TheAnonymouseJoker@lemmy.ml 2 years ago
Very true. GrapheneOS community sockpuppeting, as I proved, or the recent anti Semite /pol/ brigading observed here, are fantastic examples of how anonymity abusers can work around voting systems and comment/post/user representation numbers.
I call these people "anonymity abusers" because that is what they do, and they do it to me. I experience it and I document it. I have to screenshot everything, and be swift and vigilant. It takes effort. But I do it because I do not want others to face this stuff.

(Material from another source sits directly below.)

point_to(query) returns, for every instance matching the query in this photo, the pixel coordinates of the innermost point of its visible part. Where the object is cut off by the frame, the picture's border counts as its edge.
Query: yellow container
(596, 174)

And that also means democracy has to unironically stem from morally correct benevolent authoritarianism, because anonymity presents us with this paradoxical situation. There just does not exist any other way for humans at the moment. Maybe someday with AI and automated systems we could do better, but those are far away in time, and requires AI to also not be morally corrupt or practically faulty.
TheAnonymouseJoker@enterprise.lemmy.ml 2 years ago
My anus hurts
TheAnonymouseJoker 2 years ago
communismnow 2 years ago
roastpotatothief@lemmy.ml 2 years ago
There are robust ways to do that. I've had discussions about it on Lemmy, so I could find the technical term again. The idea is to have everyone vote at the same time, and pass a turing test (for example a captcha) so it's much more difficult for a single person to vote many times.
But I had thought of a different possible solution for lemmy. There could be a top-level namespace shared by all instances. So there is only one global "antiwork" community. There can in fact be many with the same name but when you search for c/antiwork you will be redirected to whichever one has the most active users / month. Other communities with the same name can still be found through their URLs. But if there is a mass exodus from the global community to a different one, the new one will automatically take its place in the global namespace.
For the other problem of mods deleting things, tags will help. So you could have a setup where nothing can ever be deleted, only tagged as "deleted". Users have to turn on "deleted" in their filter and all the posts which were purged will become visible, along with all the spam etc which was rightly deleted.